Village News Correspondent
The San Diego County Board of Supervisors approved an amendment to the county’s agreement to reimburse Granite Construction for improvements to state Route 76.
The board voted 5-0, Sept. 13, to extend the time for the county to reimburse Granite Construction by 25 years, and the agreement amendment also clarified the process under which Granite Construction can transfer some of the company’s Transportation Infrastructure Fee credits to other developers to reduce Granite Construction’s unpaid balance at a faster rate. The supervisors also directed county staff to analyze the possibility of reinstating the reimbursement option for improvements which exceed a developer’s TIF payment requirements.
“This seems like a good idea,” Supervisor Ron Roberts said.
In April 2005, the board of supervisors adopted a Transportation Impact Fee ordinance in order to comply with state law and provide funding for the construction of transportation facilities needed to support the increased traffic generated by new development. The Transportation Impact Fee is actually an option rather than a requirement; developers may still perform an individual cumulative impact traffic study and make the appropriate mitigation. The TIF ordinance was expected to help small developers who could address their projects’ impacts easier with a single check rather than with a comprehensive cumulative impact study. The TIF assessment includes both the project’s share of costs for future road improvements within the project’s community planning area and a regional roads fee to cover multi-community roads within the designated region.
The initial TIF ordinance included a clause which allowed for reimbursement to developers who advanced funding and constructed road improvements which eliminated capacity deficiencies in roads identified in the TIF plan. Those reimbursements covered only verified actual costs beyond the TIF costs the developer was required to pay for the project.
“The credits were in effect built into the TIF rates,” Rich Crompton, the director of the county’s Department of Public Works, said.
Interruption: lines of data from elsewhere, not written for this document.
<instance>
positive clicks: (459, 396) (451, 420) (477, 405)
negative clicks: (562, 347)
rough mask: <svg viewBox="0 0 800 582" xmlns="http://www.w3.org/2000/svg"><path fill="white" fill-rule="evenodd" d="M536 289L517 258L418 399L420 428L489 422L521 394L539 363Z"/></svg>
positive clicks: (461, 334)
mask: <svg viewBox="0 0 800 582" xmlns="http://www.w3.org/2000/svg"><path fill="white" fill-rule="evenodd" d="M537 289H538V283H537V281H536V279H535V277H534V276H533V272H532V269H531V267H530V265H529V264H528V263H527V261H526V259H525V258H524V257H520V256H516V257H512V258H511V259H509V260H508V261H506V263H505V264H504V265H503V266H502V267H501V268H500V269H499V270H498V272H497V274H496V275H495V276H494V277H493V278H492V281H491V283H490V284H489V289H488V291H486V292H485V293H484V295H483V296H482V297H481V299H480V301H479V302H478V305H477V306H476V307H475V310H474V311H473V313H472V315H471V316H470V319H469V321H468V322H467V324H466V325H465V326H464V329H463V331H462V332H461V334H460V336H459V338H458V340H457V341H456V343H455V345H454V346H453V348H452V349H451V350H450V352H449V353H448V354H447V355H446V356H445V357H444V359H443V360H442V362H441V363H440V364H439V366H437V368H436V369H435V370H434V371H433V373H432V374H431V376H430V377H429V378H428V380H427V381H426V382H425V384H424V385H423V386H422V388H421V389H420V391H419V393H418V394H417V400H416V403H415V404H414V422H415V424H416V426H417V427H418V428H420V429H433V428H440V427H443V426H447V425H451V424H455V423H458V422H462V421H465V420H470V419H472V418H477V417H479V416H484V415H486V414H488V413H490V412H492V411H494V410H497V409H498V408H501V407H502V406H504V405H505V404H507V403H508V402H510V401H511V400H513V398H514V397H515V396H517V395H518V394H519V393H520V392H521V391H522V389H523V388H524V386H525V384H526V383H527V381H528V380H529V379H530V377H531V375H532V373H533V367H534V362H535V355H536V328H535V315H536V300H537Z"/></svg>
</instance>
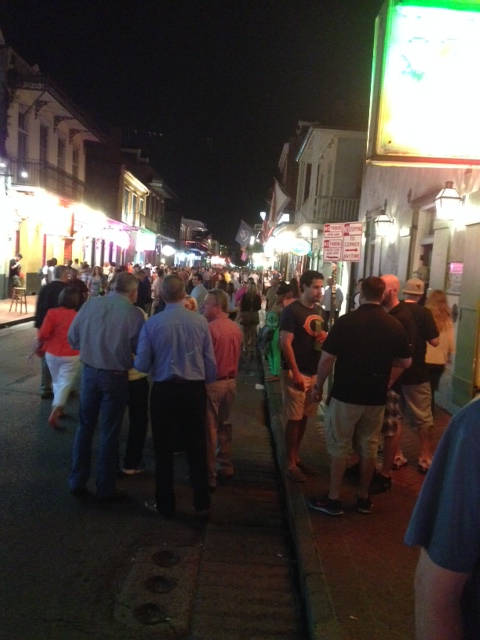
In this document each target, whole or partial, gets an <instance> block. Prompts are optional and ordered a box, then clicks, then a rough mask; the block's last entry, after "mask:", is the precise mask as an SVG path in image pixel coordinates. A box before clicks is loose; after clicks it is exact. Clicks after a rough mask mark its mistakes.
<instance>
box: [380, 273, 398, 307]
mask: <svg viewBox="0 0 480 640" xmlns="http://www.w3.org/2000/svg"><path fill="white" fill-rule="evenodd" d="M381 278H382V280H383V282H384V283H385V293H384V296H383V302H382V304H383V306H384V307H385V308H386V309H387V311H390V309H393V307H396V306H397V304H398V303H399V299H398V294H399V293H400V280H399V279H398V278H397V276H396V275H394V274H393V273H387V274H385V275H383V276H381Z"/></svg>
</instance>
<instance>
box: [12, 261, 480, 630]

In October 2002, the board of supervisors granted a Major Use Permit for the Rosemary’s Mountain quarry and also certified the Environmental Impact Report and addendum. The project site consists of 96.4 acres approximately 1.25 miles east of Interstate 15, and the quarry entrance is approximately 2,000 feet west of Couser Canyon Road. The conditions of approval required Granite Construction Company to realign SR-76 and widen the road from two lanes to four from I-15 to the project entrance.
“Granite Construction paid for the entire improvement all the way from I-15 past the quarry,” Supervisor Bill Horn said.
The Transportation Impact Fee program had not yet been implemented in 2002, and SR-76 east of I-15 was not included in the Regional Transportation Plan approved by the San Diego Association of Governments, so the improvements likely would not have been constructed during much of the 20-year period in which Granite Construction is estimated to mine approximately 22 million tons of aggregate.
In October 2006, the board of supervisors voted 5-0 to approve an agreement with Granite Construction Company to reimburse the company for work performed on SR-76 as part of the Rosemary’s Mountain project. The TIF amount was deducted from the total reimbursement amount, and the agreement stipulated that the reimbursement began upon completion and acceptance of the facilities and determination of the actual cost. The agreement noted that the reimbursement would occur through TIF credits for other projects, cash reimbursement or a combination of those two and that payments would be made quarterly from fees collected in the North Region TIF fund. The Bonsall, Fallbrook, Pala-Pauma, Rainbow and Valley Center community planning areas are all within the North Region.
The road improvements to SR-76 were completed in 2009. The agreement called for Granite Construction to be reimbursed fully over a 25-year period. Currently $16 million is owned to Granite Construction, and at the current TIF collection rate it is unlikely that the full reimbursement amount will be paid within the 25-year term.
The reimbursement must utilize TIF revenue from the North Region.
“It’s very limited funding,” Sarah Aghassi, the county’s deputy chief administrative officer for the county’s Land Use and Environment Group, said.
“This is a pretty isolated area,” Horn said. “There has not been a whole lot of development in this area to get them reimbursed, so I think we should extend it.”
The extension changes the end of the reimbursement period from 2031 to 2056.
The TIF ordinance was amended in October 2012, and the clause to reimburse developers for constructing improvements beyond their TIF assessment was removed. County staff will explore whether the reimbursement credit provision can be restored without increasing TIF charges for other developers.
“This is a good way to get improvements,” Horn said.